Fifth, finding your Mojo and ensuring that it stays with you goes beyond being healthy and well-balanced. It also involves living with good habits and being productive and prudent. These things are necessary, but not sufficient. Maintaining your Mojo and keeping both of you (actually, all of you, or y’all, as they say) well requires that you find your place in the universe. Given how vast, overwhelming, and inscrutable this is, I offer some advice: you must find a spiritual foundation, one that withstands the relentless shifting of the material plane.

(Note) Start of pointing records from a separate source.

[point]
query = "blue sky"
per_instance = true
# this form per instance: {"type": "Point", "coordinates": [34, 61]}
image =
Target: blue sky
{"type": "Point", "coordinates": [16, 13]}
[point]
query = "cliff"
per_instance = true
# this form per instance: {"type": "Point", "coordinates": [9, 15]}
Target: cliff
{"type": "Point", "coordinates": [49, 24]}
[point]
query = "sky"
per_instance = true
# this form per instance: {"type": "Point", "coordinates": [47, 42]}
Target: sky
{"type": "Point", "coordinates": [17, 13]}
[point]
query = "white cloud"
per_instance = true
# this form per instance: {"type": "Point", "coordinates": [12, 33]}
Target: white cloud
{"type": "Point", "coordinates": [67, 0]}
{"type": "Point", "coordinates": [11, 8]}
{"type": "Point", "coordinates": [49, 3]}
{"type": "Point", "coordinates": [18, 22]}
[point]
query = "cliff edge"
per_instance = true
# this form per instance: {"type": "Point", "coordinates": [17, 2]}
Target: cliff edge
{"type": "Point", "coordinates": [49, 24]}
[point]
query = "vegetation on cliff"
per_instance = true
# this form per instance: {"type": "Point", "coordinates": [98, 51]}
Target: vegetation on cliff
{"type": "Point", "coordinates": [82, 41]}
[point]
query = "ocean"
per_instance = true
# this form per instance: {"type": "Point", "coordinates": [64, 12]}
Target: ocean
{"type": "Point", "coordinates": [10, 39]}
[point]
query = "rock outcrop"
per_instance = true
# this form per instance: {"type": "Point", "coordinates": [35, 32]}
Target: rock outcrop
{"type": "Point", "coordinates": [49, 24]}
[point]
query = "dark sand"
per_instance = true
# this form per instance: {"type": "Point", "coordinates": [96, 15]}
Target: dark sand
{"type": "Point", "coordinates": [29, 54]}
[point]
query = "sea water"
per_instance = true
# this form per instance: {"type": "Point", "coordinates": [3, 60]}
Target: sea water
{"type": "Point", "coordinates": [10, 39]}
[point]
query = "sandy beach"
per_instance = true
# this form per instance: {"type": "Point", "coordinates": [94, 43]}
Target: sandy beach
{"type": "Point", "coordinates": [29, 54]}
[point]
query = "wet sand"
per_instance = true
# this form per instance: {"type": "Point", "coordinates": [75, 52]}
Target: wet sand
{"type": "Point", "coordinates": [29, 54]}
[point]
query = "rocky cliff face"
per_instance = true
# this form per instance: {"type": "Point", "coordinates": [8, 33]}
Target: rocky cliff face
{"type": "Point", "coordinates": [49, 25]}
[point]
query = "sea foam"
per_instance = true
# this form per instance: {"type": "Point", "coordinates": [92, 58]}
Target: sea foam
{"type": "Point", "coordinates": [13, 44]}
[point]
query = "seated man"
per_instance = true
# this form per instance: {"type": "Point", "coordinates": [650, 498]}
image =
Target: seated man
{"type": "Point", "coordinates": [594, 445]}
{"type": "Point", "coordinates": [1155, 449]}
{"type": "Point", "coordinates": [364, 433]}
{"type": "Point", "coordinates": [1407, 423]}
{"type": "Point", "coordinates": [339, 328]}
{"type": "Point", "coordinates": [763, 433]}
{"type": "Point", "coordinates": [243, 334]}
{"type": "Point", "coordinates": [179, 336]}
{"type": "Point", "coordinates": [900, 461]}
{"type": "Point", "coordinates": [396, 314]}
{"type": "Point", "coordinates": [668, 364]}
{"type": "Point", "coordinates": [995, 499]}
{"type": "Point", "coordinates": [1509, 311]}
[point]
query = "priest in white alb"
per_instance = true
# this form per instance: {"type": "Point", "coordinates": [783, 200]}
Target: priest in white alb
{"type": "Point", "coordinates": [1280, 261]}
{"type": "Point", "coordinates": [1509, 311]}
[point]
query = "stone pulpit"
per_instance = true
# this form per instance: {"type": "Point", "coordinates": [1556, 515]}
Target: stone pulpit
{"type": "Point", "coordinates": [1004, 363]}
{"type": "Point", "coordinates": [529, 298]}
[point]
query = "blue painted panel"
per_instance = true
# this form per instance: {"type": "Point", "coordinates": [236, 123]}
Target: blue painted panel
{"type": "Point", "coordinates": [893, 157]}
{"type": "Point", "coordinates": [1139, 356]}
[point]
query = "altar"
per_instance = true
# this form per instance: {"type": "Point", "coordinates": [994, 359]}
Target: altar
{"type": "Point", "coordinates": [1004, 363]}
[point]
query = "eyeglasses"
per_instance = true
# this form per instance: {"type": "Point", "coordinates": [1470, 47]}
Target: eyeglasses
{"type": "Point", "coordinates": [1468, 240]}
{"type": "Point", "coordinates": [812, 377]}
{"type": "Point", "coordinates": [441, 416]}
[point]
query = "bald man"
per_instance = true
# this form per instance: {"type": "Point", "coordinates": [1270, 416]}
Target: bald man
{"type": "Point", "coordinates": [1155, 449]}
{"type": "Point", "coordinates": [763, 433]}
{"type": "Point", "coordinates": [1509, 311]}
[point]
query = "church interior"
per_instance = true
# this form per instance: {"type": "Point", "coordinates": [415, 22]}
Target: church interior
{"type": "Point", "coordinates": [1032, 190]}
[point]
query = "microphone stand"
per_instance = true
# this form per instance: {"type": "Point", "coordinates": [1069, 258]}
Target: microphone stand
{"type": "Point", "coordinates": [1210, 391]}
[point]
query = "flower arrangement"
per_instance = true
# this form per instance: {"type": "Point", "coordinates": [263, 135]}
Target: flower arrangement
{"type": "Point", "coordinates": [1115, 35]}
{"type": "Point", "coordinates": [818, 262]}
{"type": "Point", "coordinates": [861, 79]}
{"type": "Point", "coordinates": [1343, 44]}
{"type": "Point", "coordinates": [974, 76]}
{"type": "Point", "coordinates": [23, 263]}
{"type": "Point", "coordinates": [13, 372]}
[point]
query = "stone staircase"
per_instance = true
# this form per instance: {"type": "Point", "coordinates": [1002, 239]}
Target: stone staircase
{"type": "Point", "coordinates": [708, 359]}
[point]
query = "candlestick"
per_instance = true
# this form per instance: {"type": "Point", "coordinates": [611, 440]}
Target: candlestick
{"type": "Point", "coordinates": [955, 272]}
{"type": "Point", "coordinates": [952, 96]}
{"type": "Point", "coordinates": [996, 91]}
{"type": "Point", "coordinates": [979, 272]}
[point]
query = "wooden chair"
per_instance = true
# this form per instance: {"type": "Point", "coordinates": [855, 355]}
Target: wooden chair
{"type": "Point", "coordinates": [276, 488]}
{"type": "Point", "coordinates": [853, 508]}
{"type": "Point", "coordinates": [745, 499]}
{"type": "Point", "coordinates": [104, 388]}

We all need a navigational system with a moral compass and coordinates aligned with the Creator and His eternal perspective. In contemporary life, most of us now use digital devices that coax us to “allow current location” in order to locate places and things and to guide our way. This is helpful in getting from point A to point B, and, when you lose an your electronic device such as a phone, may help you locate it. But man’s advanced navigational systems will be futile in finding your Mojo. God knows where it is, and He will gladly return it to you if you ask, listen, and obey.